Tragically (yes, tragically) Plus Alpha’s tremendous soundtrack didn’t see an official release until Arika’s 2018 seven-disc album Fighting EX Layer Soundtracks, which did a good job of finally rounding up most (not all) of the music from both the Street Fighter EX series and Arika’s sort of adjacent, even more obscure Fighting Layer games. You’ll note that Fighting EX Layer Soundtracks has not one iota of Street Fighter branding — Arika’s rights seem long expired — but Street Fighter EX’s music lives on in it nonetheless.
Anyway, Street Fighter EX Plus Alpha: superb. Street Fighter EX2 Plus: More great shit, with wonderful songs like “The Infinite Earth,” “Digital Ignition,” “Irene,” “Green Shower,” “Lost Sea,” “Frozen Mist,” and “Flash Train.” PS2 launch wonder Street Fighter EX3? It’s ok! Not as dense in gems, but “Matador” is pretty hot, and “Cute Mafia” is an excellent name for a song (the song itself, eh).
Just one more thing.
Arika / Capcom / ss4shenlong (YouTube)
This is Saso’s “Strange Sunset,” it is Guile’s theme (plus Allen’s, but who cares) in Plus Alpha, and it goes with the background you see at the top of this article. What words can convey how good this song is? If you (violent, eccentric) put a gun to my head and forced me (wise, erudite) to name my favourite game track ever, “Strange Sunset” (intoxicating, legendary) might well be my pick. It’s a thermonuclear bomb of intriguing atmosphere which blasts over the top with the arrival of the off-kilter, jazzy piano at 1:41. Too good.

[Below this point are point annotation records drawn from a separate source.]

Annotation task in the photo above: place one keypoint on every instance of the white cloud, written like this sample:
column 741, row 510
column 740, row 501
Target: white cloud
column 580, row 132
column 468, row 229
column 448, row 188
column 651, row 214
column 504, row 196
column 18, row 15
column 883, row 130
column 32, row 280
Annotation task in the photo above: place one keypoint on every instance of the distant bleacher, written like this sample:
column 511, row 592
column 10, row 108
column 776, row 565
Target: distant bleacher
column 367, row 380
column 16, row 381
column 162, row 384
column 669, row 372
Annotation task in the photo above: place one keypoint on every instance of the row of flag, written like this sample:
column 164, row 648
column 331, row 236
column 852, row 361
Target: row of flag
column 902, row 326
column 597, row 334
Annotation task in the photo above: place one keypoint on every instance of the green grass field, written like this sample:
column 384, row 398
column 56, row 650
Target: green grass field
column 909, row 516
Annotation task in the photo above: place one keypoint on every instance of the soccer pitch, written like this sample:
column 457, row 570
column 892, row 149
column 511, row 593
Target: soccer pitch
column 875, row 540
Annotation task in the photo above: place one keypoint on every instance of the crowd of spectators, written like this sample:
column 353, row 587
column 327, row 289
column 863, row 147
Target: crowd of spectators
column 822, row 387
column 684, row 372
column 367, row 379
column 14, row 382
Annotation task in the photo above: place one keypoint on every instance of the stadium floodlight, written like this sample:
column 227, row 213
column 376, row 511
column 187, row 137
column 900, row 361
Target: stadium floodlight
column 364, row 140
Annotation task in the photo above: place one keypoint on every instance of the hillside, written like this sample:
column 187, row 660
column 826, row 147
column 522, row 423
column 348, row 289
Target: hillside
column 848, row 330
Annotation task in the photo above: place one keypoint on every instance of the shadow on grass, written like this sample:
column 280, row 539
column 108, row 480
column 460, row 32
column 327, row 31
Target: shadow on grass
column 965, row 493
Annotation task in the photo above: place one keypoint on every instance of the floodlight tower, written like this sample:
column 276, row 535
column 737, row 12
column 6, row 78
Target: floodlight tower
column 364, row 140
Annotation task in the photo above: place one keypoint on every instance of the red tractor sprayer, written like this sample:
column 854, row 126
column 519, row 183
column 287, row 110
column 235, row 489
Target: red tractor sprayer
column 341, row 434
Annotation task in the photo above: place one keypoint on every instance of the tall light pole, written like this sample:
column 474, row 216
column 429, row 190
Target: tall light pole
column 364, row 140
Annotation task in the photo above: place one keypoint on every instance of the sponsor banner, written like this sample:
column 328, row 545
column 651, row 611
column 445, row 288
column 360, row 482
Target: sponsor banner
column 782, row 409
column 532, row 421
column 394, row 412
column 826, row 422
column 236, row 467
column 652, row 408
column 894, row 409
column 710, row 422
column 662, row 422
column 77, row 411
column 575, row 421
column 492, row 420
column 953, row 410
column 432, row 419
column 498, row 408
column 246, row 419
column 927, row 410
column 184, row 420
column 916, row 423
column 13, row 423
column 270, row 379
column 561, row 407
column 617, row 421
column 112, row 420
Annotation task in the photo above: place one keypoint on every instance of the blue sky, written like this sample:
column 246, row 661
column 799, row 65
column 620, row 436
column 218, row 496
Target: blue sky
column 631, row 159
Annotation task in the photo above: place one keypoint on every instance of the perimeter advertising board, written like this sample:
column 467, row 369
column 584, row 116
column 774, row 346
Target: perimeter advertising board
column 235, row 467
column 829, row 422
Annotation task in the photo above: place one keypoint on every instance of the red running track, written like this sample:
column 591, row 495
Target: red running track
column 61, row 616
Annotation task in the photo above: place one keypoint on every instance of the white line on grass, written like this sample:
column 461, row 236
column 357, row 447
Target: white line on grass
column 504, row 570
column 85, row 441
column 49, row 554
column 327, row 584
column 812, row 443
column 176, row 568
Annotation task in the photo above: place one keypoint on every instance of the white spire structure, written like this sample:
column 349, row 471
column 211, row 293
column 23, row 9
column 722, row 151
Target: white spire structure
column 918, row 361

I do not wish to besmirch the good name of Yoko Shimomura’s timeless, extremely influential Street Fighter II soundtrack (playlist / VGMdb) and its unfailingly popular “Guile Theme.” That stands on its own. But real talk, “Strange Sunset” is better. It just is. If that bothers anyone they can go home and be a family man.
(Little Guile humour there.)
That’s all she wrote for today’s Morning Music. Glad I got that one crossed off my list, I’ve had it in mind since the start. Are you feeling a little more relaxed today? That’s my vibe so far, but the week’s just starting, so let’s see what fresh hell awaits. Say hi in the comments! We’ll see ya here tomorrow.